Options can be specified on the command line, and/or stored in a configuration file. For example, the options in the following command line:

ukbparse \
  --overwrite \
  --import_all \
  --log_file log.txt \
  --icd10_map_file icd_codes.tsv \
  --category 10 \
  --category 11 \
  output.tsv input1.tsv input2.tsv

Could be stored in a configuration file config.txt:

overwrite
import_all
log_file       log.txt
icd10_map_file icd_codes.tsv
category       10
category       11

And then executed as follows:

ukbparse -cfg config.txt output.tsv input1.tsv input2.tsv

Customising

ukbparse contains a large number of built-in rules which have been specifically written to pre-process UK BioBank data variables. These rules are stored in the following files:

  • ukbparse/data/variables_*.tsv: Cleaning rules for individual variables

  • ukbparse/data/datacodings_*.tsv: Cleaning rules for data codings

  • ukbparse/data/types.tsv: Cleaning rules for specific types

  • ukbparse/data/processing.tsv: Processing steps

You can customise or replace these files as you see fit. You can also pass your own versions of these files to ukbparse via the --variable_file, --datacoding_file, --type_file and --processing_file command-line options respectively. ukbparse will load all variable and datacoding files, and merge them into a single table which contains the cleaning rules for each variable.

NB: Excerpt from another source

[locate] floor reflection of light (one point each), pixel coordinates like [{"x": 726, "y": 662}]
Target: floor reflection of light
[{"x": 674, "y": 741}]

Finally, you can use the --no_builtins option to bypass all of the built-in cleaning and processing rules.

Output

The main output of ukbparse is a plain-text tab-delimited[*]_ file which contains the input data, after cleaning and processing, potentially with some columns removed, and new columns added.

If you used the --non_numeric_file option, the main output file will only contain the numeric columns; non-numeric columns will be saved to a separate file.

You can use any tool of your choice to load this output file, such as Python, MATLAB, or Excel. It is also possible to pass the output back into ukbparse.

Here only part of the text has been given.